Sanji had been angry, but he hadn't realized he'd been that angry. Sanji, in a daze, wandered over to sit back down on the edge of the bed. Resting his head in his hands, he furiously gripped his hair. What had he done? God! He was such a fucking douche bag! He'd slept with some- some woman while knowing that he was with Zoro. God, he fucking loved the man, how could he do this?
As angry as he was, Sanji couldn't help but think bitterly 'If you fucking loved the moss head, you wouldn't have gone to a bar, gotten shit faced drunk and slept with some fucking woman.' God, Sanji felt like such a fucking asshole. Not to mention he was hungover as all hell and he had a pounding headache. Getting to his feet, Sanji finally seemed to reach a conclusion. He needed a fucking smoke, and then he'd apologize to Zoro, repeatedly, and beg for forgiveness. Then they could talk this out like reasonable adults, and life would continue like it always had and he wouldn't make the same mistake again.
With that plan firmly in place in his mind, Sanji set about collecting his clothes. He dressed hastily, as if he couldn't get out of there fast enough, which, coincidentally, was true. He couldn't.
Once Sanji was dressed, he took one last look at the sleeping woman. He paused, seriously considering waking the woman and thanking her for last night. Sanji snorted quietly, wasn't he ever the fucking gentleman? With a shake of his head and the realization that he didn't really care what she thought because this wasn't going to happen again, he left.
Sanji flagged down the nearest cab that he could find, and gave the cabbie the address to the apartment he shared with Zoro, with a promise of a little extra if the man got there quickly. Paying the cab fare, and the tip, he watched the cab speed away. Looking up at his apartment building contemplatively, Sanji felt a sinking feeling in his stomach. He couldn't do this. He was terrified of doing this. Shaking his head, he chose to instead take a cigarette from the pack in the breast pocket of his rumpled suit and light one up. Stuffing the pack and his lighter back in his breast pocket, he took a deep breathe, using the familiar motions and the nicotine to help calm his nerves. He'd need it, with what he was about to do, he'd need the nicotine. He owed Zoro an apology. Big time.
By the time he was on the butt of his third cigarette, Sanji realized that he was stalling.
Fuck.
Sanji took a deep, shaky breath. He was fucking Sanji Black! He wasn't a fucking coward! He could do this! He would do this! He had to, or he'd never forgive himself and Zoro would hate him forever.
With that steely resolve in mind, he put out the butt of his cigarette. He then found himself marching into the lobby of their building, waving casually at the man behind the front desk, and stepping into the elevator. Riding the elevator up to the eleventh floor, he stepped out of elevator and took a left, going down the long hallway until he reached the apartment number marked '1123'. Staring at the door for a brief moment, he willed himself to pull out his key and open the door. Hesitantly, he placed his key in the lock, but found he couldn't quite bring himself to open the door just yet.
He was afraid.
What if Zoro didn't want him back after this?
What if Zoro left him?
Or worse, what if Zoro hated him?
Sanji couldn't stand the thought of Zoro hating him, but he knew, that if Zoro did indeed end up hating him, he deserved it. He was such an ass to Zoro, he wouldn't blame the other man if he ended up hating him. He hated himself right now too.
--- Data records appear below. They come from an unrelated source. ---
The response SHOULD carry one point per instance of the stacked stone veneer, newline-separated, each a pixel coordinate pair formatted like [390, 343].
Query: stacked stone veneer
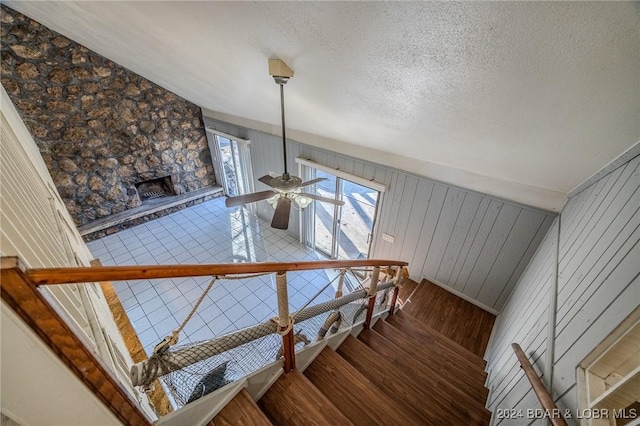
[100, 128]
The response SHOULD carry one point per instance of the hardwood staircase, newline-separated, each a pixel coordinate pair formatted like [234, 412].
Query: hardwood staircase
[399, 372]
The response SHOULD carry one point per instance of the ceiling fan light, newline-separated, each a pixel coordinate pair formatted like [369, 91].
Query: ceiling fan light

With a firm, and not so steely resolve, Sanji pushed the door to their apartment open, only for the words of apology to die in his throat.
Their apartment was, in a word, a mess.
Everything in the living room was destroyed.
The couch was hacked to bits, their coffee table lay in ruins, pictures of Zoro and him throughout the years lay scattered about the floor, some of the framed pictures were even broken. Sanji was shocked by the state of the place, it was as if someone had come in and ransacked the place! It was with little relief, and a sickening feeling in his gut that he realized that his kitchen was perfectly untouched except for shattered glass from several glasses and bottles, as well as the mess of what looked like some leftovers he'd cooked for a meal earlier in the week.
Their bedroom however, was a different story. The bed was demolished, feathers, shredded bedding, everything was scattered everywhere! All of their clothes were strewn about the place, like a mini hurricane had come through. Sanji normally would have thrown a fit that his suits were on the floor, and wrinkled, but that didn't bother him.
No, what bothered him most was that on the wall, they'd placed a special set of hooks where Zoro could hang up his three swords when he wasn't using them for sparring, or for competitions. Those were gone. Gone.
As Sanji walked further into their destroyed bedroom, he could see that Zoro's duffle bag was missing, along with some of his clothes, or that's what Sanji assumed anyways, he couldn't really tell with the destructive mess that Zoro had left behind. Besides, Sanji knew his lover too well. The swords were gone too, which meant Zoro was going to be gone for more than a night. He always brought them with him if he was going to be gone for more than a night, his swords were that precious to him. Only, this time, this time Sanji realized that Zoro had taken his most valuable possessions, the swords with him.
Fuck.
He'd really messed up, and now, now-
Zoro was gone, and he wasn't coming back.
Sanji cried.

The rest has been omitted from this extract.